On-farm milk prices in Iowa averaged $16.30 per hundredweight last month, according to government statistics.
Marquette will host a Pasture Walk-Grazing Field Day today at her farm, 20504 J Ave., from 1-3 p.m. She said fields aren’t much to look at.
Pastures and hay fields aren’t growing, she said. More than three quarters of Iowa’s pasture and range land is rated in poor to very poor condition, the report said.
Iowa State University Extension and Outreach is sponsoring the field day. Marquette and other experts will focus on drought and heat-related help for producers. Highlights include rotational grazing, running waterlines to remote pastures using a solar pump and pipeline, converting crops to pasture and the potential to convert to grass-fed beef.
Marquette currently milks 45 cows. She also maintains a 20- to 30-head Red Angus cow-calf herd. The animals graze on about 200 acres of pasture and hay.
“I pulled more hay acres into the rotation. Why bale it if I’m going to turn around and feed it,” Marquette said. “I’ve pastured corn, too.”
In many grazing operations statewide, supplemental feeding is needed. It’s driven up the cost of production and depleted supplies for the fall and winter. The report said some farmers are starting to chop corn, which typically doesn’t occur until late next month or early September.
Corn yields will likely be cut in half or worse due to dry conditions, officials say. Prices have skyrocketed the past few weeks. Cash corn at Hudson-based East Central Iowa Cooperative approached $8 per bushel Tuesday.
Hay prices have doubled to tripled since April. Small squares at the Fort Atkinson Hay Auction on July 18 brought nearly $300 per ton, big squares exceeded $250 per ton and round bales topped $200 per ton. Auctions occur every Wednesday.
Matt Deppe, chief executive officer of the Iowa Cattlemen’s Association, said soaring feed prices and availability worry members.
“Producers are concerned about it,” Deppe said.
The USDA recently took steps to help drought-stricken livestock farmers.
The government will allow haying and grazing on Conservation Reserve Program and wetlands acres after the primary nesting season for birds, which is Aug. 1 in Iowa.

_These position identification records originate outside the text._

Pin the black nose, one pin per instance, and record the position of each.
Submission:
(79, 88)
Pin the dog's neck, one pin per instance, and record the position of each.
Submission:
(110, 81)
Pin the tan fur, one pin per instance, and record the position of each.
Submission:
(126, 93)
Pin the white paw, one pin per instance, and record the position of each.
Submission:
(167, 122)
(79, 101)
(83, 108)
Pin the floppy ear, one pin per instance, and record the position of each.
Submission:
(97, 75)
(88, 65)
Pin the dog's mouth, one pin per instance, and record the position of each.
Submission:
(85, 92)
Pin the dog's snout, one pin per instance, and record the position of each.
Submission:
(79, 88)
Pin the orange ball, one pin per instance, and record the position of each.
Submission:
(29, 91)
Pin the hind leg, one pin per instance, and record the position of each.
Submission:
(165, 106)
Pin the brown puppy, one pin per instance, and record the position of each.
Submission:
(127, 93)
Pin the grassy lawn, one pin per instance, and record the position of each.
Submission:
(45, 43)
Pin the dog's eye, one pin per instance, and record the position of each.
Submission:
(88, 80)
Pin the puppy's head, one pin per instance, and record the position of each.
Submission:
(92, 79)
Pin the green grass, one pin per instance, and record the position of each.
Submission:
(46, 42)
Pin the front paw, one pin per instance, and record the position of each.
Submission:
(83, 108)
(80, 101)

Farmers need to contact their local Farm Service Agency office to do so. The CRP payment reductions for emergency forage use was reduced from 25 percent to 10 percent.
The USDA also reduced the interest rate for FSA emergency loans from 3.75 percent to 2.25 percent. Farmers may also be able to modify Environmental Quality Incentives Program contracts to allow grazing and livestock watering facilities.

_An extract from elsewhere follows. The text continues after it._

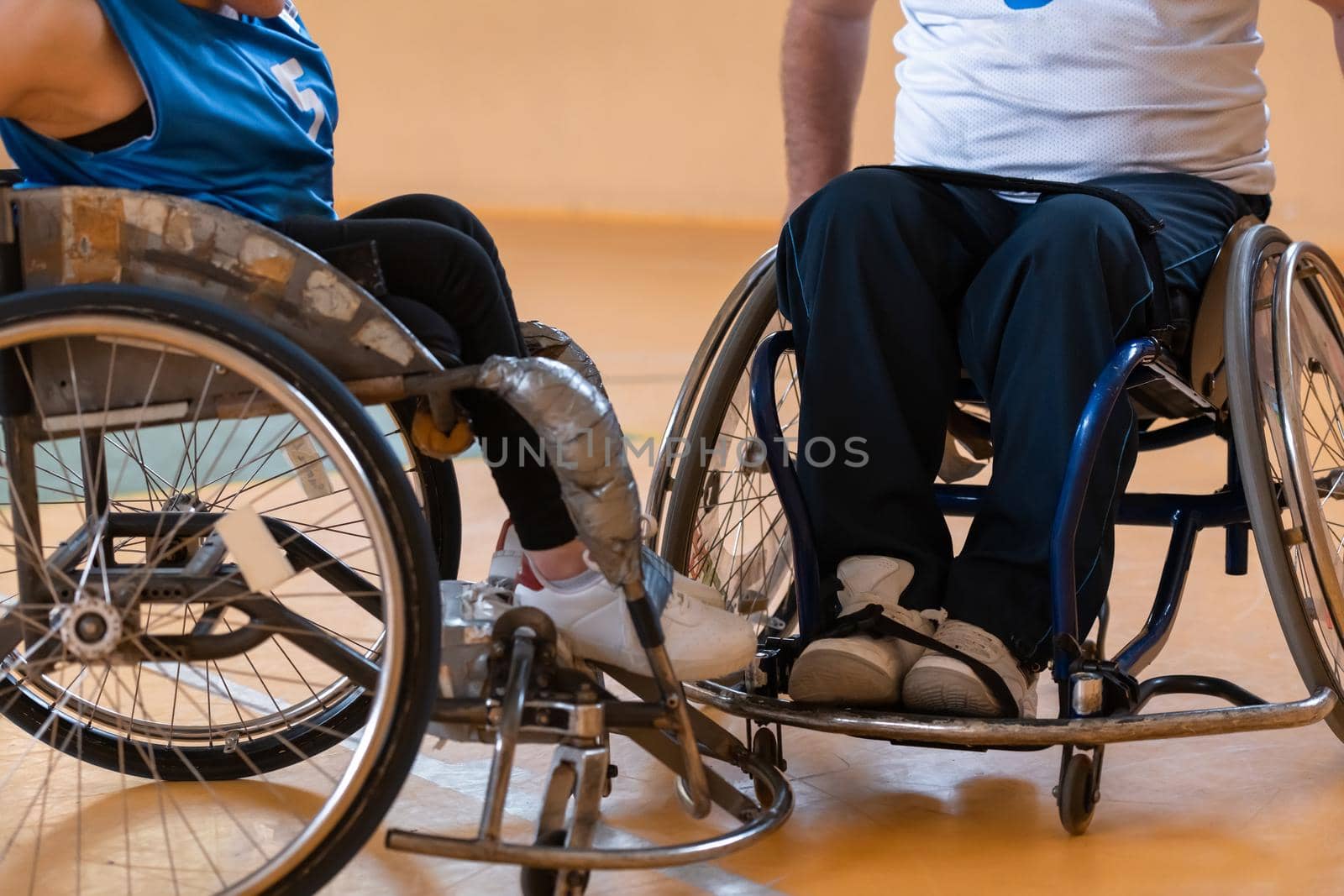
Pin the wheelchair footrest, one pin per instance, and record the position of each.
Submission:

Late last week, Gov. Terry Branstad encouraged farmers to harvest grass in road ditches as a way to help feed animals and combat the drought. Farmers are allowed to mow and bale grass on highway right-of-ways during certain times of the year, but producers need a permit from the Iowa Department of Transportation.
“Harvesting grass along the side of state roads is an efficient and economical mean for farmers to maintain their livestock levels,” Branstad said in a statement.

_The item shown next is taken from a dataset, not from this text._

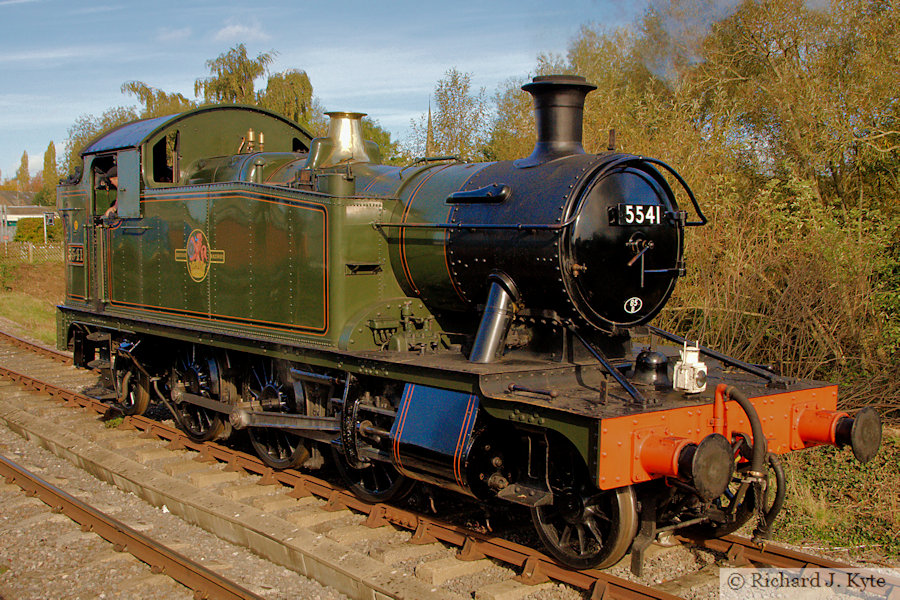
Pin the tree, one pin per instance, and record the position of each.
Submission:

Ponds and creeks, often a source of water for cattle and cows on pasture, are low or drying statewide. Farmers say low, stagnant water can contain harmful bacteria.
Livestock officials urge farmers to test drought-ravaged corn for nitrates and other harmful pathogens before feeding it to animals.
Though the risk of heat-related livestock deaths are a concern, experts say farmers have learned to keep animals cool using the latest technology and techniques.
Producers closely monitor livestock. They routinely check automatic waterers, fans and sprinkler and misting systems in buildings.
Russ Euken, ISU Extension livestock specialist for north central and Northeast Iowa, said providing ample water, shade and reducing feed is the best thing farmers can do for livestock.
When the mercury approaches the century mark, Marquette said she checks on livestock every two hours to make sure they’re doing well, misters are working and they have plenty of water.
Like a kid on a hot day, she said the cows enjoy the sprinklers.
“They love it,” Marquette said. “They cool off, go eat a little and come back.”